With more than 30 years on the faculty of the UF Department of Radiation Oncology, Dr. William Mendenhall is recognized as an expert in head and neck cancer as well as central nervous system, gastrointestinal and other malignancies. Currently, Dr. Mendenhall serves as Professor for the Department of Radiation Oncology at the University of Florida.
One of Dr. William Mendenhall's most memorable moments in medicine was the day he met his wife. She was a third year med student, while he himself was an intern. They met in the cafe of the hospital and ended up going to a Preservation Hall concert together. When asked about his most difficult time in medicine, he laughed and admitted, "being married and working together has turned out to make things even easier in my life. The only thing I still struggle with is giving patients bad news. It's really painful to tell them about poor outcomes. I try to be straightforward: it's not something I delegate to others."
Dr. Mendenhall's father was a statistician and, following in his footsteps, he majored in statistics in college. It wasn't until his senior year, when he took a graduate level math course, that the pre-med requisites he had completed as a backup came through. Initially, Dr. Mendenhall rotated through many different fields of medicine to explore his options.

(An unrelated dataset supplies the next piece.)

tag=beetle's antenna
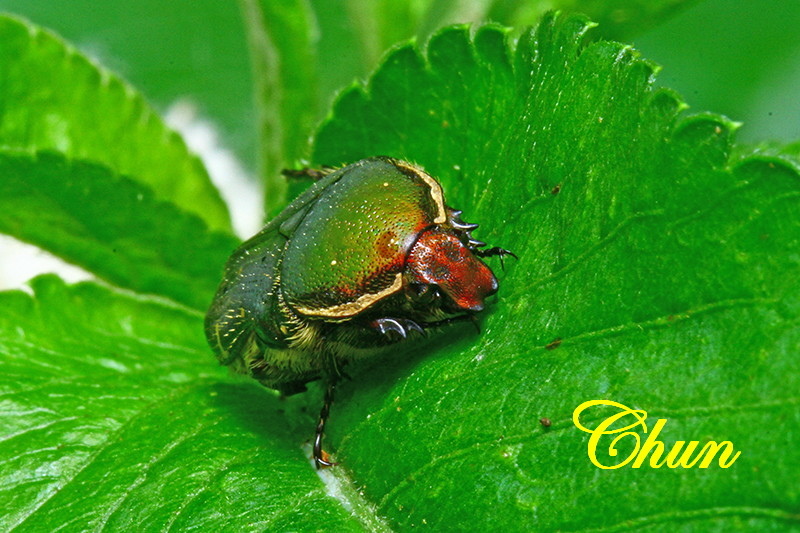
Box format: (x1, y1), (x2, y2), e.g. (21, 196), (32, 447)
(314, 376), (339, 470)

His introduction to radiation oncology was made unexpectedly: "at the time, it was fairly difficult to get people into that field. I didn't like the sound of it when Dr. Rod Million and his wife Marge pitched it to me while I was playing tennis with them and my father. The stipend that the field offered, however, changed my mind, and I'm glad it did, because I really ended up enjoying it." He swiftly moved on to a residency in radiation oncology after experiencing that rotation.
Above all, Dr. Mendenhall has enjoyed sub-specializing in various parts of radiation oncology: "my favorites have been in head, neck, and advanced skin cancers. My wife is the director of a proton facility, and received a 12 million dollar government grant for prostate cancer proton therapy. It's been nice to work as a team."
His only regret is not being able to continue his work. "I wish I had more of a shelf life! I'm 67 and I've had such a great time so far." Dr. Mendenhall is an avid reader of any genre outside of work. He enjoyed The Big Short, and is currently reading an autobiography by Kiese Laymon entitled Heavy. He's also an avid hunter and fisher, particularly for deer and turkey. Dr. Mendenhall's two daughters, one a nurse and the other a property manager, live close by, so he tries to spend as much time with them as possible, when he's not busy playing with his dog!
"If I had to do it all over again, I'd do the exact same thing." As for advice, Dr. Mendenhall says, "find a program you like. My bias is towards academic medicine, but just find a job where you can focus on what you're passionate about. It also doesn't hurt to find a place that has a robust database of patients and their information: it'll make your job a whole lot easier."
In fact, Dr. Mendenhall's love of organized information lead him to theMednet! "I've realized over my career how I don't have all the answers, and I'm always up for learning new things. theMednet has been enjoyable to see expert opinions, and how other physicians approach problems."